The invention has been described using exemplary preferred embodiments. However, it is to be understood that the scope of the invention is not limited to the disclosed embodiments. On the contrary, it is intended to cover various modifications and similar arrangements. The scope of the claims, therefore, should be accorded the broadest interpretation so as to encompass all such modifications and similar arrangements.

Claims

1. A disk drive fixing device for carrying and fixing a disk drive on a mounting surface, the disk drive fixing device comprising:

a main body comprising a carrying space for carrying at least one disk drive, and at least one fixing portion formed on one side of the main body and for being fixed to the mounting surface; and

at least one buffer completely covering the fixing portion, for being fixed to the mounting surface by a fixer, allowing the fixing portion of the main body to be indirectly in contact with the fixer and the mounting surface via the buffer.

2. The disk drive fixing device of claim 1, wherein the fixing portion is a pin hole formed on a bottom side of the main body, and is capped and completely covered by the buffer.

3. The disk drive fixing device of claim 1, wherein the main body is formed with a plurality of the fixing portions that are coplanar.

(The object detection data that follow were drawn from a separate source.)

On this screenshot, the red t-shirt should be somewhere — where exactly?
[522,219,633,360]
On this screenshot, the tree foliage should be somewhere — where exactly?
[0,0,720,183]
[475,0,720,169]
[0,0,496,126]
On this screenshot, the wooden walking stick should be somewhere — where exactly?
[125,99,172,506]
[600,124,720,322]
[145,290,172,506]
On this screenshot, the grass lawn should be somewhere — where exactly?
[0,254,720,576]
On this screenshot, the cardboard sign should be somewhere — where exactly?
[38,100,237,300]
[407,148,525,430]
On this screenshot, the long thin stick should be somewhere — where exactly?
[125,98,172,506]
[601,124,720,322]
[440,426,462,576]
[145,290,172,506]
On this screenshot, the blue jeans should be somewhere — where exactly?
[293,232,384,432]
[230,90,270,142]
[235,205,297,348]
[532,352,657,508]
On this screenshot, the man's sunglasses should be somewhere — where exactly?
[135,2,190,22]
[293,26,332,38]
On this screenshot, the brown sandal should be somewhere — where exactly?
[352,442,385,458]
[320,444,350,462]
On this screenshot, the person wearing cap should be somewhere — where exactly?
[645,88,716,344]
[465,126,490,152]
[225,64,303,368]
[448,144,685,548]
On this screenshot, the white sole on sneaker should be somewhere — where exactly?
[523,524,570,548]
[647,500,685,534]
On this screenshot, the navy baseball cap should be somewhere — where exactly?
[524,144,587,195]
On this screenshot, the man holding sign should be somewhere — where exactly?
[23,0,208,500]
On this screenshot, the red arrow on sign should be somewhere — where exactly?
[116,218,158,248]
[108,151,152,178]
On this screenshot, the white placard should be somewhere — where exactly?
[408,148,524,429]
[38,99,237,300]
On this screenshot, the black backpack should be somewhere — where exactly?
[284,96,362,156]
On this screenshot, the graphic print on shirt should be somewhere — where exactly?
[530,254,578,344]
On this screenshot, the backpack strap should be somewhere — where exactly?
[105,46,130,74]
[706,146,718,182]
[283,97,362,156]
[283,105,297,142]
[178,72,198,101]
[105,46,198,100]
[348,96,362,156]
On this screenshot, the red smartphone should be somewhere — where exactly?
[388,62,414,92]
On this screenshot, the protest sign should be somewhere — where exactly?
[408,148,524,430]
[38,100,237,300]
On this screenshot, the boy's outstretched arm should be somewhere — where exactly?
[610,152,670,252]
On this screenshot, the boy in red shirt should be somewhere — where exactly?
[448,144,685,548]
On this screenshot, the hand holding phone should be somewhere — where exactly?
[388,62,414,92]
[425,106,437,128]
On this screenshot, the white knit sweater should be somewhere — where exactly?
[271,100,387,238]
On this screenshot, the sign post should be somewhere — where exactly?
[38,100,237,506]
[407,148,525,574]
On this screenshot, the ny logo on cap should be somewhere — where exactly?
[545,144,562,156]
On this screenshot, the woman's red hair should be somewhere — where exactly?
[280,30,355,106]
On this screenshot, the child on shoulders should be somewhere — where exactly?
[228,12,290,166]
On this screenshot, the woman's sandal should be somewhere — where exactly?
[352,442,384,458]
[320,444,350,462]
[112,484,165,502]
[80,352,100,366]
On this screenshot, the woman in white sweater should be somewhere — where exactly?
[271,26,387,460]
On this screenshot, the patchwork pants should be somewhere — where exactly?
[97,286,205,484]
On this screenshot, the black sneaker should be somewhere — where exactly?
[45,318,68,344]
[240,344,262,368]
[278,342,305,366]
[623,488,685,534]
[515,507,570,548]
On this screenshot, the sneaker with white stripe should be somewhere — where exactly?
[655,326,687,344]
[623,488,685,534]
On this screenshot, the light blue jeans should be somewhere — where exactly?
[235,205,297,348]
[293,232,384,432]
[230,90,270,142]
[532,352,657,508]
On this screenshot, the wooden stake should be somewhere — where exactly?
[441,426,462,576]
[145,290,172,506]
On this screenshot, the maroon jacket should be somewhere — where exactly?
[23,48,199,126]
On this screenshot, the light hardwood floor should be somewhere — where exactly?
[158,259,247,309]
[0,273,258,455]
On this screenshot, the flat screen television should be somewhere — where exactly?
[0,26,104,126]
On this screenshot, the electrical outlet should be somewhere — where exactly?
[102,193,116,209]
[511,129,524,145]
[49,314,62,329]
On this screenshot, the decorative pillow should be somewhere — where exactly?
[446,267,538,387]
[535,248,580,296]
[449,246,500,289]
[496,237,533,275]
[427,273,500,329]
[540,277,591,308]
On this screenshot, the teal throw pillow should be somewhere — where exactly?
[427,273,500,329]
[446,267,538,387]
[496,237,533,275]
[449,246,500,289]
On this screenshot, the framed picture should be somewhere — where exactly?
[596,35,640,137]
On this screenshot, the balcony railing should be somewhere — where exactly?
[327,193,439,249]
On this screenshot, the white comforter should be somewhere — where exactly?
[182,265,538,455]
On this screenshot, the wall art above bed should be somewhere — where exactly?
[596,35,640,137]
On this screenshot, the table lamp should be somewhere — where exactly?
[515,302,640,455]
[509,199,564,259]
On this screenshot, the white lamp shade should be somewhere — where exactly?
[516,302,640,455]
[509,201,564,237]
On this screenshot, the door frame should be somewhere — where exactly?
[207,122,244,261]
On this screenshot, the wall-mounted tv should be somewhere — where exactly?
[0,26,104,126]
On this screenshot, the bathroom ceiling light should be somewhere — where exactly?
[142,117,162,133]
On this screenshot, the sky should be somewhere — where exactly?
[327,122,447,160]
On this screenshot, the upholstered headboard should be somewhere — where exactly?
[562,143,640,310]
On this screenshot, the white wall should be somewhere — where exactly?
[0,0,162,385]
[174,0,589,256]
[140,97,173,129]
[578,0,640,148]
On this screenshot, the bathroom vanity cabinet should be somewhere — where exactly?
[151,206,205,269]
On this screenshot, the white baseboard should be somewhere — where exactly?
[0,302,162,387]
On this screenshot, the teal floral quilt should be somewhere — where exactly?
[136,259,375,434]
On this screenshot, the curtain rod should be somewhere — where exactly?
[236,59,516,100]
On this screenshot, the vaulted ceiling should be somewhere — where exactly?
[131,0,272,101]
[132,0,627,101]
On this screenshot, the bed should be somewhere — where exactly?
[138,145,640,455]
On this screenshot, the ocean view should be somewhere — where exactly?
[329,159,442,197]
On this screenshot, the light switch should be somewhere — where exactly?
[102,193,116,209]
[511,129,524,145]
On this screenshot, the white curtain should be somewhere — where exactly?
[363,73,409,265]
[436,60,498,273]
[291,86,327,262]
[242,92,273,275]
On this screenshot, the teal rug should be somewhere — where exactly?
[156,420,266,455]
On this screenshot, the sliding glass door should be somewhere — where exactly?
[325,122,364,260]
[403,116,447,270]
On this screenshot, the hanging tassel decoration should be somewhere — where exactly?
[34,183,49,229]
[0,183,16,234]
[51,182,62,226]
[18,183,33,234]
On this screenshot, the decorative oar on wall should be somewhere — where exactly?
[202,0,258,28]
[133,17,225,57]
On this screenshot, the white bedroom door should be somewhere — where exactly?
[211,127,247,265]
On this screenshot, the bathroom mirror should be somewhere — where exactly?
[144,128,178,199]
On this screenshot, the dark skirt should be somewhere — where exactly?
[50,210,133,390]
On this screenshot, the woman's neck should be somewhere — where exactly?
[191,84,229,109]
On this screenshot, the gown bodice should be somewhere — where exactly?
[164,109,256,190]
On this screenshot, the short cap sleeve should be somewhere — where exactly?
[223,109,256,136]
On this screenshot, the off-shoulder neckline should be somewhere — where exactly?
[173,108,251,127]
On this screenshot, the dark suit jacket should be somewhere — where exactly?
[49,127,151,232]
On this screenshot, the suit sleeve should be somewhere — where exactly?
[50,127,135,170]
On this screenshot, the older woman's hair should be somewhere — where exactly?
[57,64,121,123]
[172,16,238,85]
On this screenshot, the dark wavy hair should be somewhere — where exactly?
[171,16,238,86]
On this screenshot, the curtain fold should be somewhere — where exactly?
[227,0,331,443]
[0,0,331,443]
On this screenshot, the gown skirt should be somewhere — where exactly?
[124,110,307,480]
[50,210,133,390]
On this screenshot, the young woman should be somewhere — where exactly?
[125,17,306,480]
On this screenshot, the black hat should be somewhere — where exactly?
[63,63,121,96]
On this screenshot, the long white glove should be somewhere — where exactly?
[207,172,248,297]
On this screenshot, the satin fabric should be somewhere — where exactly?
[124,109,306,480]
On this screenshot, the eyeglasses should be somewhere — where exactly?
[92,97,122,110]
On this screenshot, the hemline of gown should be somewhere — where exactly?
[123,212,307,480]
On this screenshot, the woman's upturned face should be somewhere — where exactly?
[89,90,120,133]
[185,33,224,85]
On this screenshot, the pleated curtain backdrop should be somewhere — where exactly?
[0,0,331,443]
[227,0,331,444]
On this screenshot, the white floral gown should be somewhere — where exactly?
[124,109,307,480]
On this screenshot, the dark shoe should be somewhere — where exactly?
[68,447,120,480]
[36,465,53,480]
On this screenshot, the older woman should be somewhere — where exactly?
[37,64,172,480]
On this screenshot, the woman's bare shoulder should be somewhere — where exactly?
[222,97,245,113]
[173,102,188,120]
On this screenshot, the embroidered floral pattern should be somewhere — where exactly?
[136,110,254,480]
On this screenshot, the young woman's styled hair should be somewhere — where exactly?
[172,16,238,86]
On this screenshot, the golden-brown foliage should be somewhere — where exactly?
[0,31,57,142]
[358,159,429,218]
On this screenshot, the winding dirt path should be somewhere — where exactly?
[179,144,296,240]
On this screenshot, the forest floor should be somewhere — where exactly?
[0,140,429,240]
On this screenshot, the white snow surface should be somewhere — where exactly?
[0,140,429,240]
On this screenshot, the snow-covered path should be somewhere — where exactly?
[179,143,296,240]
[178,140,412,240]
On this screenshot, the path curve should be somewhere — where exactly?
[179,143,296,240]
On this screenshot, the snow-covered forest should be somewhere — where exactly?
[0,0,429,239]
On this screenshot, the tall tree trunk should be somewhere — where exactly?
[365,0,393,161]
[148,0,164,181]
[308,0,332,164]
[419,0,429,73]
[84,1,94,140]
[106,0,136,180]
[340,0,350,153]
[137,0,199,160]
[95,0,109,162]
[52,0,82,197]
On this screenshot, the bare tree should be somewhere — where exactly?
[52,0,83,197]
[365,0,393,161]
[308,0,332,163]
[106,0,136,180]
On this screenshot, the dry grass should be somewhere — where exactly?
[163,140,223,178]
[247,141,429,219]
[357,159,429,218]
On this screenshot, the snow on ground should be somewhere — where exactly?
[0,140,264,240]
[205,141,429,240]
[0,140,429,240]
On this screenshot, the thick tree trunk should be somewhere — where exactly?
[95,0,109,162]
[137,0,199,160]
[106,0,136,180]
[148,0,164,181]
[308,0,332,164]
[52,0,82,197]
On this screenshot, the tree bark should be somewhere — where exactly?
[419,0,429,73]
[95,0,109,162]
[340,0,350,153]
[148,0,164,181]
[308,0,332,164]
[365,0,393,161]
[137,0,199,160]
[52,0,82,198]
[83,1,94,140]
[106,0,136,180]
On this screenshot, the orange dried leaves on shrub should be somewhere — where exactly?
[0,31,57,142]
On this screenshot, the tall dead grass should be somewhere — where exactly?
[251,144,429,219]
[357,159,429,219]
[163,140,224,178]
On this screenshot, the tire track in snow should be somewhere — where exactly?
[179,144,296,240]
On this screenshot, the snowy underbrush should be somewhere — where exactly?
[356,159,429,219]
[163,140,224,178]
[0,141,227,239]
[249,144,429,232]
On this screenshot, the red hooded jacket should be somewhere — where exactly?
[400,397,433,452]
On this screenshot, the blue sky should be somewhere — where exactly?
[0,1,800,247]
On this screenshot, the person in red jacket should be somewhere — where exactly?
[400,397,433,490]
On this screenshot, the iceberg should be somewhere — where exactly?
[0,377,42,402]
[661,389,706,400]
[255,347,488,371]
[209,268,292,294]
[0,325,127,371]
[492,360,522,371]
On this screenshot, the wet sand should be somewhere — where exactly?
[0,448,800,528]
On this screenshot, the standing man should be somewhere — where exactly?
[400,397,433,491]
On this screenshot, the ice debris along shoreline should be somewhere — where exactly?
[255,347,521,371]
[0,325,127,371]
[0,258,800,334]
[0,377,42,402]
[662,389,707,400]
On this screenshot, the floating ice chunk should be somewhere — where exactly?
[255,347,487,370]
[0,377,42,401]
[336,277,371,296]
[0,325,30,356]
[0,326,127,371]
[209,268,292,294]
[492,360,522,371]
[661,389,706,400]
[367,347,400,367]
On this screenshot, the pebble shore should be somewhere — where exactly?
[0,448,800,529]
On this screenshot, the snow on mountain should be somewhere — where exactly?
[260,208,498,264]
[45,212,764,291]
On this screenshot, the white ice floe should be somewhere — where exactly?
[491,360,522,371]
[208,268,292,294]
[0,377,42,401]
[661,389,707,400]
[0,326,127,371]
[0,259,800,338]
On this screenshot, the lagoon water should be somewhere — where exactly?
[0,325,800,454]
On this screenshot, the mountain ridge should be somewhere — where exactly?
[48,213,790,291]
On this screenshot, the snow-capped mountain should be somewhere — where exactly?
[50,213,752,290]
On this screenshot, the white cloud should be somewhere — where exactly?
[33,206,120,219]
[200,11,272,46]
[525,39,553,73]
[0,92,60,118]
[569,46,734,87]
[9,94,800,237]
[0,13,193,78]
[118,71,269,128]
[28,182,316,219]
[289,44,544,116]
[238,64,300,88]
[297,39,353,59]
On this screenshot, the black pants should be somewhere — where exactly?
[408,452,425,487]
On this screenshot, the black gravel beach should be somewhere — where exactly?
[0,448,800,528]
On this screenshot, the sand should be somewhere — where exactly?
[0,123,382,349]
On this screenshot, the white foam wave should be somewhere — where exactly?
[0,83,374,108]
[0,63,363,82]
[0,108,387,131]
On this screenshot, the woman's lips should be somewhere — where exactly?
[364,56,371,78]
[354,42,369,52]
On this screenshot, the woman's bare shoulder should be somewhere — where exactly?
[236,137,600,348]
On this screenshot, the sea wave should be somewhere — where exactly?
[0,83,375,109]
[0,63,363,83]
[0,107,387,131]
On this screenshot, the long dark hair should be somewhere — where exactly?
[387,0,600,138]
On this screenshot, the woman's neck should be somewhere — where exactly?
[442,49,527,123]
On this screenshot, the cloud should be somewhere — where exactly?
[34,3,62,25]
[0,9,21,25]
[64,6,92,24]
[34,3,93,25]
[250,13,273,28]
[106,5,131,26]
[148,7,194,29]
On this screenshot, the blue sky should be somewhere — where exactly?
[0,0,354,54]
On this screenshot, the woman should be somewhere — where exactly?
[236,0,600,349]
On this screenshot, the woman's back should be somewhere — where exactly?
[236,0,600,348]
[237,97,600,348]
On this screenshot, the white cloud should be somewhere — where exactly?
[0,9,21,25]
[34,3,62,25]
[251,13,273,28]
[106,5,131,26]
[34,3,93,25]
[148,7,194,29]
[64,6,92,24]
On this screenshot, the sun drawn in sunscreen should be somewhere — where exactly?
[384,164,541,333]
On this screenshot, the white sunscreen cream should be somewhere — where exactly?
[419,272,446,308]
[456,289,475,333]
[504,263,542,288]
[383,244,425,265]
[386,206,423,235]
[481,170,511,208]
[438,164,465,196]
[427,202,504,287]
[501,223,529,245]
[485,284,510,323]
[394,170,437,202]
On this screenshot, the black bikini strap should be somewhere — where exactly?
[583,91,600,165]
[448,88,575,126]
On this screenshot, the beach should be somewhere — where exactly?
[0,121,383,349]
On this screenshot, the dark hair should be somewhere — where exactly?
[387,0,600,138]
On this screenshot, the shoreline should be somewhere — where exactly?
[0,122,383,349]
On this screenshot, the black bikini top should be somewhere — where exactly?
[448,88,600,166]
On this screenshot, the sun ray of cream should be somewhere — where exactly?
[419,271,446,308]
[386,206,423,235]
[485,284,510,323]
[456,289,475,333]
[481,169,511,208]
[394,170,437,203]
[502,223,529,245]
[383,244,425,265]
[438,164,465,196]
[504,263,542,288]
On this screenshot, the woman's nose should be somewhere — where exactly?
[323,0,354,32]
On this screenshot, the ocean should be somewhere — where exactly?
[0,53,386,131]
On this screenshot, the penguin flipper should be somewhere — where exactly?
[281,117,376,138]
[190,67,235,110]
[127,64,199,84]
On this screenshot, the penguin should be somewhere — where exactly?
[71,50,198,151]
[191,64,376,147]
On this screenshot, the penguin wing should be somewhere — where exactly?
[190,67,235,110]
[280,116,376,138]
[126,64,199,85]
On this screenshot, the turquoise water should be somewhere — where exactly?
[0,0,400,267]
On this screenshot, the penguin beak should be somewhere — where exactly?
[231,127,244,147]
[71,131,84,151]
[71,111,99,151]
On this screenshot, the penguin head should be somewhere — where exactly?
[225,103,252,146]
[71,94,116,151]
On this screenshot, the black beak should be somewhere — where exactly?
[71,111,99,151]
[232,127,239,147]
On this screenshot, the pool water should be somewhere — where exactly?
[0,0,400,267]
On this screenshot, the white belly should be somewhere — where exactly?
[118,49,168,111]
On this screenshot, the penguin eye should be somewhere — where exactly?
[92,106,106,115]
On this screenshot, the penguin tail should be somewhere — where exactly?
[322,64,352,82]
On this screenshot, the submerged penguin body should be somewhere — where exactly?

4. The disk drive fixing device of claim 1, wherein the buffer is a rim structure.

5. The disk drive fixing device of claim 4, wherein the buffer is a rubber rim having a surrounding groove for capping the fixing portion.

6. The disk drive fixing device of claim 5, wherein the fixing portion is a pin hole.

7. The disk drive fixing device of claim 1, wherein the main body is a hollow frame having the carrying space.

8. The disk drive fixing device of claim 7, wherein the hollow frame has at least two slots each for fixing a disk drive.

9. The disk drive fixing device of claim 1, wherein the fixer is a bolt.

10. The disk drive fixing device of claim 1, wherein the mounting surface is a surface of a server case.